From 2015 to 2017, the company generated roughly $20.2M in revenue across five major markets. Revenue peaked in 2015 (around $7M), fluctuated through 2016–2017, and ended slightly lower but more stable.
Europe emerged as the top-performing market, while Africa despite having 48 active countries contributed the least to overall revenue. Interestingly, the US (within the USCA market) recorded exceptionally high sales in short bursts, reaching about $250K in a few months between April and August.
The most significant dip occurred in April 2016, primarily driven by a slowdown in Europe’s order volume. Since Europe represents the largest market, any fluctuation there had an outsized effect on overall performance.

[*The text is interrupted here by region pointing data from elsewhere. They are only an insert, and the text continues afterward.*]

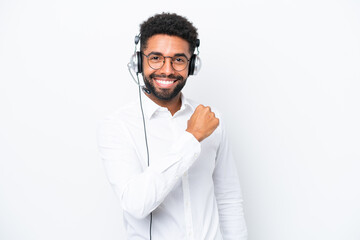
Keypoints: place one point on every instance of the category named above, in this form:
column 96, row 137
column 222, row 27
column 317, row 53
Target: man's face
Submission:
column 165, row 83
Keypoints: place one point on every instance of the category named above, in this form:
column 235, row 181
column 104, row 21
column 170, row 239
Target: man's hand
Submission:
column 202, row 123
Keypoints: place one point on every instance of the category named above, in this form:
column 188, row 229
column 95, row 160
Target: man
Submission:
column 180, row 180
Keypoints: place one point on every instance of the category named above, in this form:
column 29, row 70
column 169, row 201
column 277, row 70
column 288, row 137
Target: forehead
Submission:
column 167, row 45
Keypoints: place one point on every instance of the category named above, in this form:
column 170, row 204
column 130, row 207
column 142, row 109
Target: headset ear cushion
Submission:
column 139, row 62
column 192, row 64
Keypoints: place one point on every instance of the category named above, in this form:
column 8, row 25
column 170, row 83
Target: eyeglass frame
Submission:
column 171, row 58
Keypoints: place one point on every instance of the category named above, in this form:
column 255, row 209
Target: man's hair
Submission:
column 169, row 24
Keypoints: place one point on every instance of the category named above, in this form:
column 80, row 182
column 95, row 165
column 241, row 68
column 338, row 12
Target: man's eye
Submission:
column 179, row 60
column 155, row 58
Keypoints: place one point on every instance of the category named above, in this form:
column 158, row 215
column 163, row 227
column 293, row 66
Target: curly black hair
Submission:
column 170, row 24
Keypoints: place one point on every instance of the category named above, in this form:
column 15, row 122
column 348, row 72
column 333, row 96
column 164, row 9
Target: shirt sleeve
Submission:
column 142, row 190
column 228, row 193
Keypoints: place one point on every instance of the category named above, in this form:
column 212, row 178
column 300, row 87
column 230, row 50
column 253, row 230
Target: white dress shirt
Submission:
column 191, row 188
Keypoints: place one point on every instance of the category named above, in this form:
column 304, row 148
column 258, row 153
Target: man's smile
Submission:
column 164, row 83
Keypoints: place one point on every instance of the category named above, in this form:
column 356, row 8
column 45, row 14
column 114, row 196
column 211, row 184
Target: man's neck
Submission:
column 173, row 105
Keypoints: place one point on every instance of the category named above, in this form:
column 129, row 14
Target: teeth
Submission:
column 165, row 82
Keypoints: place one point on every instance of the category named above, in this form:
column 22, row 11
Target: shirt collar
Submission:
column 150, row 107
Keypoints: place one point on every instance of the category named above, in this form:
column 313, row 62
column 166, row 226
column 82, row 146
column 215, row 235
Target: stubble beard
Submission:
column 162, row 93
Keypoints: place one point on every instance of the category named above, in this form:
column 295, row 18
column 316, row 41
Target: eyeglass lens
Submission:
column 156, row 61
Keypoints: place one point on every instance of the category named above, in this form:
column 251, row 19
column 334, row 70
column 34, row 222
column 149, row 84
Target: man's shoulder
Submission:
column 125, row 112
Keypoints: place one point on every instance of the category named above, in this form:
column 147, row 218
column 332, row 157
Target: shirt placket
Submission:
column 186, row 192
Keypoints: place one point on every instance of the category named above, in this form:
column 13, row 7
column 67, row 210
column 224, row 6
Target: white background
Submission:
column 285, row 74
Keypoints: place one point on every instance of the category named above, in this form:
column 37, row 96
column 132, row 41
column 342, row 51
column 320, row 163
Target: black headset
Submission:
column 136, row 63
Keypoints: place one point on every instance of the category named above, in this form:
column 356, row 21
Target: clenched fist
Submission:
column 202, row 123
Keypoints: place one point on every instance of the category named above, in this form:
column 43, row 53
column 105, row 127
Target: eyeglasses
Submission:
column 156, row 61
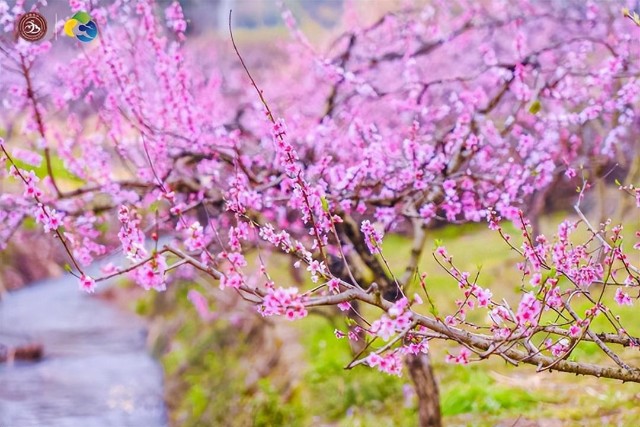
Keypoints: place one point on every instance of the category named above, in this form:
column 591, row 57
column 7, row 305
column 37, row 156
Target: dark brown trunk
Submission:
column 426, row 389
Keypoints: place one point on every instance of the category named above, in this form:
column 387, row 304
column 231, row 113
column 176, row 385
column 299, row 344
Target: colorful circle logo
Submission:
column 81, row 27
column 32, row 26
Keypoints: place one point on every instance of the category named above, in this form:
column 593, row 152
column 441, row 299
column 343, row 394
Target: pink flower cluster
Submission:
column 389, row 363
column 372, row 237
column 283, row 302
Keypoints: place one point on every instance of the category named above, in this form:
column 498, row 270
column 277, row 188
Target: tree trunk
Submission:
column 426, row 389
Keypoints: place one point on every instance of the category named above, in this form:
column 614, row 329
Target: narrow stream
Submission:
column 95, row 371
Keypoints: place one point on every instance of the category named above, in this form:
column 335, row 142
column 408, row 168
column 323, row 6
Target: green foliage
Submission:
column 471, row 390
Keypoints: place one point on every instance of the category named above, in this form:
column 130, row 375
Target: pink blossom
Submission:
column 87, row 284
column 372, row 237
column 623, row 298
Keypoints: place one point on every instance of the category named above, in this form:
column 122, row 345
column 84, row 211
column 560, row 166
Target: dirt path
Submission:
column 95, row 372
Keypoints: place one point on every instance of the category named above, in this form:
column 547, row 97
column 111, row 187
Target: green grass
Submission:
column 209, row 366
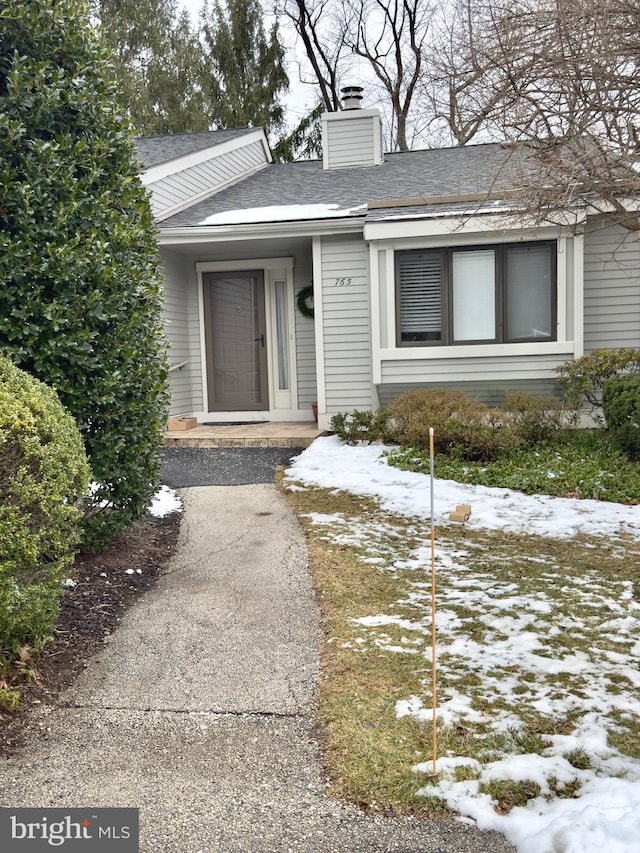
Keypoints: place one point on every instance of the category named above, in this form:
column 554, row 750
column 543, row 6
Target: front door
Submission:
column 235, row 331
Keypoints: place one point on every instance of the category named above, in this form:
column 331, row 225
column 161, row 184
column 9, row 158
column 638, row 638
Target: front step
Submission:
column 271, row 434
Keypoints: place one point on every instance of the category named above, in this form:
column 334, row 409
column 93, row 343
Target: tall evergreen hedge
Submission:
column 80, row 301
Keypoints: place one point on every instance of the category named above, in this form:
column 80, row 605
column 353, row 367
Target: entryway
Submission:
column 235, row 337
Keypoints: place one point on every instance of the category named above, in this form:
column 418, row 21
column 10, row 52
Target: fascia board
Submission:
column 225, row 233
column 188, row 161
column 396, row 229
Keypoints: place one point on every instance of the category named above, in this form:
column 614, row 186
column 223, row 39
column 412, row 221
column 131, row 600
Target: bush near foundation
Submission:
column 535, row 419
column 582, row 380
column 462, row 426
column 43, row 477
column 621, row 405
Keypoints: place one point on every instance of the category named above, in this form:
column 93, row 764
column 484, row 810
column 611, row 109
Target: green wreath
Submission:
column 302, row 301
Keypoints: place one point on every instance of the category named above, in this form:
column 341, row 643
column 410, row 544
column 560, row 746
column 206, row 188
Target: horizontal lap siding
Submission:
column 305, row 338
column 346, row 318
column 177, row 189
column 177, row 329
column 351, row 143
column 611, row 289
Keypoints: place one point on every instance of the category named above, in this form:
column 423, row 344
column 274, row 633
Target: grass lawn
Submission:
column 537, row 655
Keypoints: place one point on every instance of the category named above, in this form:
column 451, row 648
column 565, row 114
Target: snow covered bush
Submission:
column 43, row 476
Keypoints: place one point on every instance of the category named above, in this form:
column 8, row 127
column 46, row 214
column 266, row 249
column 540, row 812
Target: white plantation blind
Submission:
column 474, row 299
column 420, row 279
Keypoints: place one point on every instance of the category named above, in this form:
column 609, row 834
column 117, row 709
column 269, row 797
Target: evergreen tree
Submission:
column 158, row 62
column 79, row 280
column 247, row 72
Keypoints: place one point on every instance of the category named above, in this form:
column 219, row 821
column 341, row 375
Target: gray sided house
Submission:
column 422, row 275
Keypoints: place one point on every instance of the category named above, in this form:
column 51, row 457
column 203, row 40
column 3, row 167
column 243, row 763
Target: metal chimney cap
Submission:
column 351, row 97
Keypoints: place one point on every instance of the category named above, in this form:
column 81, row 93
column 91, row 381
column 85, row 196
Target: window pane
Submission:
column 282, row 332
column 420, row 276
column 474, row 296
column 529, row 292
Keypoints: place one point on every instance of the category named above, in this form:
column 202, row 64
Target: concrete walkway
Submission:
column 199, row 710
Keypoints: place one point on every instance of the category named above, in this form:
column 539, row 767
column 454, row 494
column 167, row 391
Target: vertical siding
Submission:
column 177, row 329
column 346, row 316
column 175, row 190
column 611, row 289
column 352, row 141
column 305, row 337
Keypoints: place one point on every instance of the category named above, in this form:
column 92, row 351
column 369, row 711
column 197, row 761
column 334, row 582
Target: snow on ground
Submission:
column 523, row 644
column 164, row 502
column 361, row 470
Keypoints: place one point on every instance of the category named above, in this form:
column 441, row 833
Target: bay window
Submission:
column 475, row 295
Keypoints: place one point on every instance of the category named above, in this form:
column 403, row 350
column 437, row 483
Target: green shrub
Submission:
column 462, row 427
column 535, row 419
column 353, row 427
column 79, row 278
column 43, row 475
column 621, row 404
column 583, row 379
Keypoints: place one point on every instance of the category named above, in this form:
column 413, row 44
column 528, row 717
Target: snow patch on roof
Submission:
column 281, row 213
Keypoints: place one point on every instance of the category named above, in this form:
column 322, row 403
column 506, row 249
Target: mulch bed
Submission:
column 108, row 582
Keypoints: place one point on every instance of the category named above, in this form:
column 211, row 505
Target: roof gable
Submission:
column 184, row 169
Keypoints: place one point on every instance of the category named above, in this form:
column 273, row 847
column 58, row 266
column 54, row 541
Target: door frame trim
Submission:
column 267, row 265
column 262, row 362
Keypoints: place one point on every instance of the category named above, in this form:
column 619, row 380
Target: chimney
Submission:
column 351, row 97
column 353, row 136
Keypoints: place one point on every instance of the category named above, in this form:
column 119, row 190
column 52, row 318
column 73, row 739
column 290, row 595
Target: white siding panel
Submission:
column 195, row 350
column 352, row 141
column 205, row 178
column 346, row 316
column 177, row 329
column 305, row 337
column 611, row 289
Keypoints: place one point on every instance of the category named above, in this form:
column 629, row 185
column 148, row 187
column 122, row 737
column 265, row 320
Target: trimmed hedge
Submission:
column 621, row 405
column 43, row 476
column 79, row 266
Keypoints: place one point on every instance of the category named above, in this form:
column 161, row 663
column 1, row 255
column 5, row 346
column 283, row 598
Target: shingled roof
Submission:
column 438, row 176
column 153, row 150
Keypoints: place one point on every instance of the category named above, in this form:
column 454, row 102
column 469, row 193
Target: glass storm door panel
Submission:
column 236, row 346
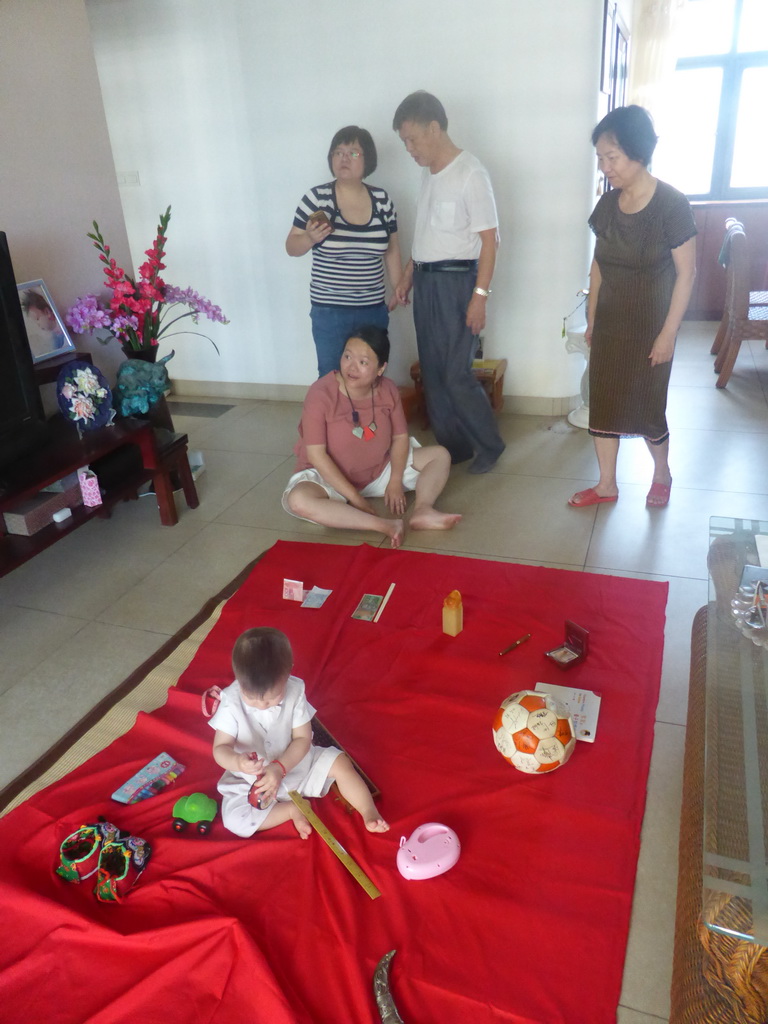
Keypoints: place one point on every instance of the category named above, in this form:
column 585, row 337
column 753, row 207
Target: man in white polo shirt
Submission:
column 454, row 255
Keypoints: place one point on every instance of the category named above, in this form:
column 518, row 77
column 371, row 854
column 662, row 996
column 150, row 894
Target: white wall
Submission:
column 56, row 172
column 226, row 111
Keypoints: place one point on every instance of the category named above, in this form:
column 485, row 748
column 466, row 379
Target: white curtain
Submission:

Through deeper analysis, I found that while order volume fluctuations drove revenue peaks and dips, delivery efficiency (OTD) wasn’t strongly correlated with revenue. Shipping faster didn’t necessarily mean selling moremeaning something deeper was shaping the company’s growth.
At this stage, I shifted focus from markets to shipping modes, aiming to understand whether the delays were linked to transportation type rather than geography.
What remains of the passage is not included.